AMMONITE
Une magnifique histoire d'amour entre fossiles et ressac
Dans le petit port de Lyme au sud de l’Angleterre, Mary Anning vit seule avec sa mère. Passionnée de fossiles, elle doit, pour vivre, vendre quelques-unes de ses trouvailles aux riches Londoniens de passage. Un jour, le géologue Roderick Murchison lui propose de la rémunérer pour qu’elle l’initie à la recherche d’ammonites. Une fois sa formation faite, il lui demande également de veiller sur sa femme fragile et déprimée, pendant que lui part en expédition en Égypte…
Sortie le 7 juillet 2021 sur MyCanal
Mary Anning est considérée de nos jours comme l'une des plus grandes paléontologues du XIXe siècle. Une reconnaissance qu'elle n'aura jamais connue de son vivant car, à l'instar des grands scientifiques de l'époque, elle est issue d'un milieu pauvre et… c'est une femme. Bien qu'admirée par ses pairs, rares sont ses découvertes créditées de son nom. Avec "Ammonite" Francis Lee ("Seule la terre"), décide de lui rendre hommage en réalisant un biopic fictionnel. Mary Anning n'ayant jamais été mariée, ni fiancée, le réalisateur lui invente une passionnante histoire d'amour avec une de ses connaissances, la géologue Charlotte Murchison.
Pour des raisons qui leur échappent, les deux femmes, qu'apparemment tout oppose, sont obligées de cohabiter deux mois durant. Fermée et solitaire, Mary Anning n'apprécie guère la présence de cette jeune femme sophistiquée et fragile. La curiosité de cette dernière pour les fossiles les rapprochera timidement. Elles s'adopteront peu à peu, jusqu'au moment où une étincelle embrasera leurs deux corps dans la petite chambre glaciale qu'elles partagent. Tel un "Call Me by Your Name" au féminin, "Ammonite" se concentre sur toutes les étapes parfois insaisissables de la découverte amoureuse. L'adversité qu'elles rencontrent reste en arrière-plan, seule compte la passion qui les unit.
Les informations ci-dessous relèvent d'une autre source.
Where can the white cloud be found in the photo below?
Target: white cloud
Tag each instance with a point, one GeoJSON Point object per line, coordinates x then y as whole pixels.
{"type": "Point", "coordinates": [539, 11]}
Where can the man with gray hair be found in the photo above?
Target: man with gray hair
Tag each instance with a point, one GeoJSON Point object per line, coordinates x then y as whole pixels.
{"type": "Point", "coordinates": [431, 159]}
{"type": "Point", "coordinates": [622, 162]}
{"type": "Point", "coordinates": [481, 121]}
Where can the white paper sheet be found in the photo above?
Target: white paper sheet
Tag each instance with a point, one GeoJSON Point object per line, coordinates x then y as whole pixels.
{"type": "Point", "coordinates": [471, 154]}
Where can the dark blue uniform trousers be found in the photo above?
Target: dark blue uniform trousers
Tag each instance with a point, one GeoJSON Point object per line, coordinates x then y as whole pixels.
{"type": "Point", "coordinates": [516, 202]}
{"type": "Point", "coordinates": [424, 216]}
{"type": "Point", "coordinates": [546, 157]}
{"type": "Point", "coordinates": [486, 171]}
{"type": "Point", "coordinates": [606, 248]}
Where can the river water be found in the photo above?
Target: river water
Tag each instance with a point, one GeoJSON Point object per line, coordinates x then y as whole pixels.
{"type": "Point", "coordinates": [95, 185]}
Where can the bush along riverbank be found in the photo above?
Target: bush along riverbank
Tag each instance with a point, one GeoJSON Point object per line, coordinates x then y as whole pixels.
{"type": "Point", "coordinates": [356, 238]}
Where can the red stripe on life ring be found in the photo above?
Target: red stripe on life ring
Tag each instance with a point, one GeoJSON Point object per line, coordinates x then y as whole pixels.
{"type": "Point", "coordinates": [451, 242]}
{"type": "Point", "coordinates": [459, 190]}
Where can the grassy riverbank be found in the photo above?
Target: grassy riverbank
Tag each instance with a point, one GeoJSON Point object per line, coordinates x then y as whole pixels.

Néanmoins, à l'inverse du film de Luca Guadagnino, les deux femmes s'aiment dans un décor nettement moins solaire. Dans ce port gris et glacé par les vents, Mary Anning retourne la boue des falaises pour trouver des fossiles parfois très précieux. Sa mère, qui ne s'est jamais remise de la perte en bas âge de huit de ses enfants, époussette quotidiennement huit petites porcelaines d'animaux. Quant à Charlotte, son mari l'écarte de son voyage car il ne comprend pas la dépression qu'elle éprouve à la suite d’une fausse couche.
Portrait d'une grande paléontologue injustement méconnue, instantané d'une condition féminine sacrifiée, autant de strates du récit, que Francis Lee réussit subtilement à étudier tout en racontant une magnifique histoire d'amour. Un pari audacieux mais admirablement réussi qui, même s’il prend quelques libertés avec la réalité, rend un vibrant hommage à cette femme aujourd'hui réhabilitée. Une consécration qui peut se résumer avec cette scène finale où Mary Anning, en visite au British Museum, passe devant le portrait d'un grand scientifique : lorsqu'elle se retourne, son visage éclipse celui du grand homme dans son cadre doré. Ainsi la voilà, le temps d'un instant, à la place qui lui revient dans ce temple du savoir.